Lilian Bridgman not only contributed to the environment of Berkeley with her simple and harmonious houses, but was also involved in the community and lectured to educate the public about building homes. One example is her lecture Art in House Building in Relation to the Community and to Purposes of a Home which she presented to the College Women's Club. She was also active in the Association of Collegiate Alumnae (now the Association of American University Women AAUW) and the National Housing Association and served on their national committees.

== Bridgman's Work ==

Some of her houses, a few with built-in furniture, are:
- Lilian Bridgman House, 1715 La Loma Avenue, Berkeley (with architects Bernard Maybeck and William Knowles, 1899-1900)
- Lilian Bridgman Studio, 1715A La Loma Avenue, Berkeley (1908)
- Mary Blossom Davidson House, 1404 Le Roy Avenue, Berkeley, (1918)
- Milicent Washburn Shinn House, 1119 Mowry Avenue, Fremont (1918)
- Professor and Mrs. Frederic T. Bioletti House, 2440 Martinez Avenue, Berkeley (1920)
- Kate Rawlinson Gompertz, M.D. House, 1236 Bonita Avenue, Berkeley, (1920)
- Jennie Vennerstrom Cannon Studio, 1629 La Vereda Avenue, Berkeley (1922)
- J.C. Dort House, 2511 Hill Court, Berkeley, (1922)
- Mr. and Mrs. Frederic T. Bioletti, 1020 Cragmont Avenue, Berkeley, (1922–23) rebuilding of the original house destroyed in the 1923 Fire.

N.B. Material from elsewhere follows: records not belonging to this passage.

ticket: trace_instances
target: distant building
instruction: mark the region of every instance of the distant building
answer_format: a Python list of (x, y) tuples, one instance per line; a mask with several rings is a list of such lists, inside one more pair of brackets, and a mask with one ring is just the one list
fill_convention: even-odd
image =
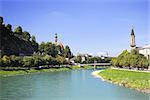
[(147, 59), (150, 59), (150, 44), (147, 44), (143, 47), (138, 47), (140, 54), (143, 54)]
[(147, 44), (143, 47), (136, 47), (135, 43), (135, 33), (132, 28), (131, 30), (131, 38), (130, 38), (130, 48), (131, 50), (136, 49), (140, 54), (143, 54), (147, 59), (150, 59), (150, 44)]

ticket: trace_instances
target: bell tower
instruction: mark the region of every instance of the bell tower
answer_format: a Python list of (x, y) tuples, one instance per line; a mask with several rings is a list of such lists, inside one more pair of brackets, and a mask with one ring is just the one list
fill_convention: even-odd
[(55, 33), (55, 44), (57, 45), (57, 42), (58, 42), (58, 36), (57, 36), (57, 33)]
[(131, 30), (130, 47), (131, 47), (131, 50), (136, 48), (135, 34), (134, 34), (134, 29), (133, 28)]

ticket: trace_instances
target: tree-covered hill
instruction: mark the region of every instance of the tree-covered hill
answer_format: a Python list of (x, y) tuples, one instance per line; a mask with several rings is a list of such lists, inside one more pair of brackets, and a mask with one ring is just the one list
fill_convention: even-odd
[(0, 50), (1, 55), (31, 55), (38, 44), (30, 40), (28, 32), (22, 31), (19, 26), (14, 31), (10, 24), (3, 23), (3, 17), (0, 17)]

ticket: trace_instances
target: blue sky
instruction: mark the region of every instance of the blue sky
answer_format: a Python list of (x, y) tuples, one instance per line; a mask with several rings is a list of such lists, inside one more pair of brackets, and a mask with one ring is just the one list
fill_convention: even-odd
[[(0, 0), (6, 24), (20, 25), (39, 43), (59, 41), (74, 54), (108, 52), (115, 56), (129, 48), (134, 26), (136, 44), (150, 43), (149, 0)], [(13, 27), (13, 28), (14, 28)]]

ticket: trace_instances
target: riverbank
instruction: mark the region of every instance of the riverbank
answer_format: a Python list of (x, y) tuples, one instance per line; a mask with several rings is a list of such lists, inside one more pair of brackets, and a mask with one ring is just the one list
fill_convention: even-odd
[(120, 86), (150, 94), (150, 73), (118, 69), (95, 71), (93, 75)]
[(16, 75), (24, 75), (24, 74), (31, 74), (31, 73), (41, 73), (41, 72), (58, 72), (58, 71), (69, 71), (69, 70), (79, 70), (79, 69), (90, 69), (93, 68), (92, 66), (70, 66), (65, 68), (49, 68), (49, 69), (29, 69), (29, 70), (17, 70), (17, 71), (4, 71), (0, 70), (0, 76), (7, 77), (7, 76), (16, 76)]

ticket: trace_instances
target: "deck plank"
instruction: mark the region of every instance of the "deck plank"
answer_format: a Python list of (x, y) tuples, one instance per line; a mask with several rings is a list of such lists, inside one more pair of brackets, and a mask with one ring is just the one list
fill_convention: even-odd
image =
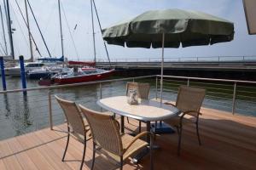
[[(160, 150), (154, 150), (155, 169), (254, 169), (256, 167), (256, 118), (212, 109), (202, 109), (199, 146), (194, 125), (184, 126), (181, 156), (177, 156), (177, 134), (156, 137)], [(138, 122), (125, 122), (127, 129), (137, 130)], [(145, 124), (143, 123), (143, 128)], [(61, 124), (0, 141), (0, 169), (76, 170), (80, 166), (83, 144), (71, 138), (65, 162), (67, 125)], [(92, 142), (87, 143), (83, 169), (90, 169)], [(27, 167), (26, 167), (27, 166)], [(26, 168), (27, 167), (27, 168)], [(117, 169), (118, 166), (96, 154), (95, 169)], [(131, 160), (124, 169), (148, 169), (149, 157), (138, 165)]]
[(14, 138), (12, 140), (8, 142), (8, 144), (12, 150), (12, 154), (15, 154), (19, 163), (20, 164), (22, 169), (27, 170), (37, 170), (38, 167), (29, 158), (26, 151), (23, 151), (23, 149), (20, 143), (17, 141), (16, 138)]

- Mary Blossom Davidson House, rebuilding of the original after the 1923 Fire,(1924)
- Hill House, Jewelry Workshop for Susan L. Hill, 3132 Eton Avenue (near Garden), Berkeley, (1924)
- LeRoy Stephens ranch house, 13581 Robleda Road, Los Altos Hills, (1925)

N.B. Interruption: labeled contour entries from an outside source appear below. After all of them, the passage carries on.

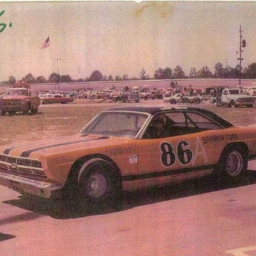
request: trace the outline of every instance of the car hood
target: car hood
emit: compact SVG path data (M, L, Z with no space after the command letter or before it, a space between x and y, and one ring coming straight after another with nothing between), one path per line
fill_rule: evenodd
M73 136L2 146L0 147L0 154L10 157L39 159L42 155L46 156L67 151L75 151L77 149L89 149L110 145L113 143L113 140L117 141L119 138L79 133Z

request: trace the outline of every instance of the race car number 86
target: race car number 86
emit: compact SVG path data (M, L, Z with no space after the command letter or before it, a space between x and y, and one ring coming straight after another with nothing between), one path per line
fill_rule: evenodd
M165 167L170 167L175 164L176 158L183 165L190 163L193 159L193 153L189 144L186 141L181 141L177 146L177 156L173 152L173 147L168 142L163 142L160 146L162 154L161 161Z

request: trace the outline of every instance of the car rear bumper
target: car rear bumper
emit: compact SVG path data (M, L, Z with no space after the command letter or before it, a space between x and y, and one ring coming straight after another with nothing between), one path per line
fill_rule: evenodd
M32 180L0 173L0 185L12 189L20 193L28 193L45 198L57 199L61 196L60 184L43 181Z

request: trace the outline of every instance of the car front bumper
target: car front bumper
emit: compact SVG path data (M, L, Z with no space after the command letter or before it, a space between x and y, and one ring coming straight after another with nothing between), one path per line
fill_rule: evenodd
M61 196L62 186L47 181L32 180L0 173L0 185L20 193L28 193L45 198L58 199Z

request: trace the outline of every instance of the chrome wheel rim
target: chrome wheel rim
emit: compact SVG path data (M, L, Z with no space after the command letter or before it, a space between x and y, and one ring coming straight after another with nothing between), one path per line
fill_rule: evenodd
M95 173L89 176L87 186L88 195L93 198L99 198L107 190L107 181L104 175Z
M229 175L235 177L240 174L243 169L243 158L239 152L232 152L227 159L227 171Z

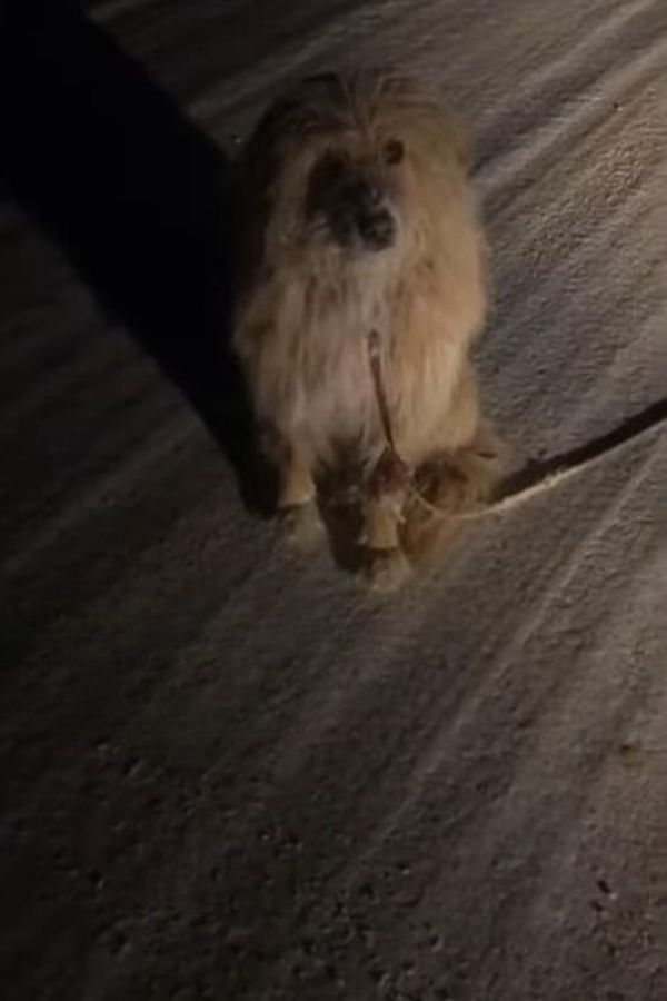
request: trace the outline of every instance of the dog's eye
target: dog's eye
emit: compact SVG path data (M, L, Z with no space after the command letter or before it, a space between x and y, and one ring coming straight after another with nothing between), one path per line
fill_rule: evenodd
M326 152L318 165L318 174L328 184L335 184L345 174L344 158L334 151Z
M390 139L385 145L385 162L389 167L396 167L400 163L406 152L406 148L400 139Z

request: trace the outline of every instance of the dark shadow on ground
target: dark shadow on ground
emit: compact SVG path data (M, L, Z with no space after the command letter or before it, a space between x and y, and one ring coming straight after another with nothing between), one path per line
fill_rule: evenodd
M225 153L68 0L20 0L0 23L0 172L100 303L159 361L268 513L229 350Z

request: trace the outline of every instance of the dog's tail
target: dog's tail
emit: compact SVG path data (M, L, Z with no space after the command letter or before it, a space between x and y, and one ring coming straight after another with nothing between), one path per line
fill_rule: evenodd
M490 426L466 447L421 466L412 479L401 545L416 565L428 565L470 515L489 504L500 483L505 449Z

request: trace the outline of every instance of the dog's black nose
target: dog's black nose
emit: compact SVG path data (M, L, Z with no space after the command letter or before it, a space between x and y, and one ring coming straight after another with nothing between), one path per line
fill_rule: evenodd
M359 212L357 227L359 236L370 250L384 250L394 242L396 224L387 209Z
M348 189L349 204L357 211L370 211L377 208L382 200L379 185L366 177L358 177Z

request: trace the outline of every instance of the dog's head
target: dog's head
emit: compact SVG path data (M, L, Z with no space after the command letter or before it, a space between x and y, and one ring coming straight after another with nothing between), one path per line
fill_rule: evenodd
M301 82L250 143L279 246L359 257L406 247L464 146L440 100L379 71Z

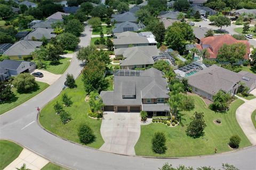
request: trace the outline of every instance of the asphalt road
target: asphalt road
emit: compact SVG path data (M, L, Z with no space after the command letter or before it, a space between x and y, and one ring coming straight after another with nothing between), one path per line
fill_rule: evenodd
M90 31L89 27L86 27L81 37L81 46L89 44ZM256 147L210 156L171 159L146 158L88 148L45 131L37 123L36 107L42 108L59 94L66 73L72 73L77 77L82 69L80 64L74 57L66 73L52 85L23 104L0 115L0 139L17 142L53 163L75 169L158 169L166 162L174 166L183 164L195 167L211 166L216 168L227 163L241 170L256 169Z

- Dr. Clarence Wills hunting lodge (now Rancho Diablo), Upper Valley Happy Road, Lafayette, (early 1930s)
- Mrs. J.H. Barker House, 3872 Cerrito Street, Oakland, (1931)

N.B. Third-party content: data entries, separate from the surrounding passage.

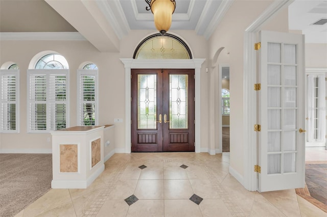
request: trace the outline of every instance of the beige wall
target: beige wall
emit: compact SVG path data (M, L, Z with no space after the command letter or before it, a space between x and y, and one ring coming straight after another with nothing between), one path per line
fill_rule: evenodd
M224 19L209 40L211 60L218 49L229 52L230 93L230 167L240 176L244 175L243 156L243 71L244 36L245 29L272 1L235 1ZM273 17L265 25L267 30L287 31L287 11ZM281 22L281 20L283 21ZM219 61L219 58L218 58ZM224 64L226 63L217 63Z
M50 133L28 133L26 113L26 72L30 61L35 55L44 50L53 50L67 60L70 72L70 124L76 125L76 71L81 64L90 61L96 64L99 72L99 124L113 124L114 118L122 118L123 123L115 123L115 149L124 152L125 148L125 68L121 58L132 58L134 49L153 31L132 31L121 41L120 53L100 52L87 41L0 41L0 65L8 61L17 63L20 73L20 133L1 133L0 150L21 152L51 151ZM156 32L155 32L156 33ZM176 33L187 42L194 58L207 58L207 43L205 39L193 31L179 31ZM207 74L204 72L206 62L201 69L201 148L207 147ZM18 150L17 150L18 149Z
M327 68L327 44L306 44L306 68Z
M229 90L229 79L223 79L221 80L221 87ZM223 115L222 117L222 124L223 126L229 125L229 116Z

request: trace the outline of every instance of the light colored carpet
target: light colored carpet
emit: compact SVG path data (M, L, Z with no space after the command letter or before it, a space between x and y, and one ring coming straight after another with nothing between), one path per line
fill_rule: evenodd
M51 189L52 154L0 154L0 216L13 216Z
M222 127L223 152L229 152L229 127Z

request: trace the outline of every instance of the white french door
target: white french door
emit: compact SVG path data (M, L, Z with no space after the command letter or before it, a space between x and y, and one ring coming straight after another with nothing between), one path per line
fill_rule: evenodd
M303 187L304 38L270 31L259 37L259 191Z

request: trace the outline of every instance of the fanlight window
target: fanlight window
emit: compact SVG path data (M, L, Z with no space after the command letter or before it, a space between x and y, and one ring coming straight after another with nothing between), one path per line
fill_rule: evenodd
M89 63L83 67L83 69L98 69L98 66L93 63Z
M19 67L16 64L13 64L8 67L8 69L17 70L19 69Z
M67 69L68 63L62 56L50 53L42 57L36 63L36 69Z
M221 103L222 115L229 115L229 91L227 89L221 90Z
M133 57L138 59L190 59L192 53L188 45L178 37L166 34L153 35L144 39L136 48Z

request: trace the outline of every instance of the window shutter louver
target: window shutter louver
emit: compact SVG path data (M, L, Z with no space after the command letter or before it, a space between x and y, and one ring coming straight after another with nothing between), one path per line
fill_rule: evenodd
M29 131L49 132L66 128L68 121L68 72L28 71Z
M19 132L19 70L1 70L0 131Z
M98 125L97 70L78 72L78 124Z

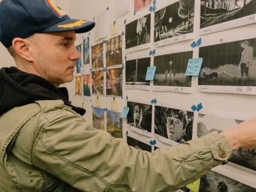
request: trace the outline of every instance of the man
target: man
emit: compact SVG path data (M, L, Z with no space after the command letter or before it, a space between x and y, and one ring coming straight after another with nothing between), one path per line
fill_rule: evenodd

- Bioletti Studios, 2661-63 LeConte Avenue, Berkeley, (1939)
There are more houses, additions, workshops and other accessory buildings shown on architectural drawings and photographs in the Lilian Bridgman papers of the Bancroft Library which could not be located, dated or determined whether they were actually built.

Some of her writings are:
- Various pieces of prose in the Overland Monthly, August 1892, pp. 206–213; September 1894, pp. 311–14; January 1895, pp. 77–88; March 1895, pp. 301–09; April 1896, pp. 402–11; February 1898, pp. 137–141.
- "Lost Prairie." Harper's Magazine, ca. 1910.
- "Spirit and Flesh." Century Magazine, ca. 1899.
- "To A Wayfarer." Harper's Magazine, February 1906.